La lettura più semplice del voto di ieri è grossomodo la seguente: il (buon) governo della Lombardia viene riconfermato, il (cattivo) governo del Lazio viene invece trombato. E sì che a leggere certa stampa negli ultimi cinque anni il risultato di questa tornata elettorale avrebbe dovuto essere l’esatto opposto. Ricordate cosa scrivevano di Fontana? Quanto fango! E ricordate come portavano in palmo di mano Nicola Zingaretti e la sua squadra? E invece…

Narrazioni sinistre

A proposito di narrazioni distorte… il voto di ieri ci ha fatto scoprire che gli elettori lombardi non ce l’avevano affatto con Fontana. E dire che la campagna della stampa progressista era stata così martellante. Prendete la narrazione sulla gestione della pandemia. Il governatore ne ha subite di ogni: la gogna mediatica per la mascherina messa male, il calvario giudiziario per la fornitura dei camici (finito nel classico “il fatto non sussiste”), le accuse per la mancata zona rossa e così via. E poi? Poi viene fuori che nei Comuni, su cui la prima ondata di Covid si è abbattuta con maggiore ferocia, il leghista è uscito dalle urne addirittura meglio che nel 2018.

Il day after

Presa la scoppola finalmente è tempo di mea culpa? Macché. State un po’ a sentire Enrico Letta: “Il Pd resta il primo partito di opposizione”. Clap, clap!

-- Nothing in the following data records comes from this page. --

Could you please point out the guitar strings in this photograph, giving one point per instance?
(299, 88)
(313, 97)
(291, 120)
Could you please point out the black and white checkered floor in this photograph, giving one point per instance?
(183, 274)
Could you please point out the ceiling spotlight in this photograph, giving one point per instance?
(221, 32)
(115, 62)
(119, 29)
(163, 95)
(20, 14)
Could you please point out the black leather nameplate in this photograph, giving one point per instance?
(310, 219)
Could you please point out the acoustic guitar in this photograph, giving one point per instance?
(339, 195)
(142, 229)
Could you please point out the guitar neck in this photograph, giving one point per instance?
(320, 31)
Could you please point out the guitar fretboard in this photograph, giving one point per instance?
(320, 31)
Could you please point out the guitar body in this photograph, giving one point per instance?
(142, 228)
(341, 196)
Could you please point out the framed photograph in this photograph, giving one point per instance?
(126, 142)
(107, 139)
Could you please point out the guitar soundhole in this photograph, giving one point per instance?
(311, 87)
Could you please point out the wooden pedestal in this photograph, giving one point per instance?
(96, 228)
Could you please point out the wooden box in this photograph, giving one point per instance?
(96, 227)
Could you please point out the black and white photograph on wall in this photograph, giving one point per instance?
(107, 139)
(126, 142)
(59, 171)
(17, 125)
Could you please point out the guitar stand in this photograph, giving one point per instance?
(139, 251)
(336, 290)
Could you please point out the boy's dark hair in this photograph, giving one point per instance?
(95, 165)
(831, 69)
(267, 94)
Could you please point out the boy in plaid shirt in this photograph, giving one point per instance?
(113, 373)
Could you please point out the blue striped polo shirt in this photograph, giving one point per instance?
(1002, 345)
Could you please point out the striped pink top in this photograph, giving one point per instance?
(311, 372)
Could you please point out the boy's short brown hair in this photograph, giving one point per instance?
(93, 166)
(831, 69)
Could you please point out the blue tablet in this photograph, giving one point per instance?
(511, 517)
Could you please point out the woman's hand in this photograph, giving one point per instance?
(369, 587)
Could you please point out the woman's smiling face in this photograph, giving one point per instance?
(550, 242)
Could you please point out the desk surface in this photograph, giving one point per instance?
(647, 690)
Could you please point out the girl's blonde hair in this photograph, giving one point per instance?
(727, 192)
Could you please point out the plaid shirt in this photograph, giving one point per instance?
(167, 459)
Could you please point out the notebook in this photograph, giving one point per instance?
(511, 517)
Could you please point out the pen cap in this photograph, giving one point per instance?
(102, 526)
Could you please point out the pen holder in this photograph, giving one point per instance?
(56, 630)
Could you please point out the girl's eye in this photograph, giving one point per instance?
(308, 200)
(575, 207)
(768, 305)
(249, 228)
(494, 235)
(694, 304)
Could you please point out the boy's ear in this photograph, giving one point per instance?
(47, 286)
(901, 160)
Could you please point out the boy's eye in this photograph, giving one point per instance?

E Calenda: “Gli elettori non hanno sempre ragione”. Ah ecco… se non viene votato, la colpa non è sua ma di chi non lo vota. Magistrale! Majorino punta sul classico: “Non avere un leader non ha aiutato”. Non che, quando aveva Letta alla guida, il Pd abbia fatto di meglio. Ma guai a dirlo! Anche sui giornaloni nessun mea culpa. Il Fatto Quotidiano di Marco Travaglio: “Meloni vince per abbandono di lettori”. Di più, di più! Il Domani: “La democrazia bloccata nel Paese senza più elettori”. La Stampa: “Se vince l’astensione, perde la democrazia”. E, infine, Repubblica: “Urne vuote, vince Meloni”. Per carità non è mai bello avere un’affluenza bassa, ma possiamo dire che i candidati del centrodestra erano migliori di quelli della sinistra? Oppure anche questo è un peccato mortale?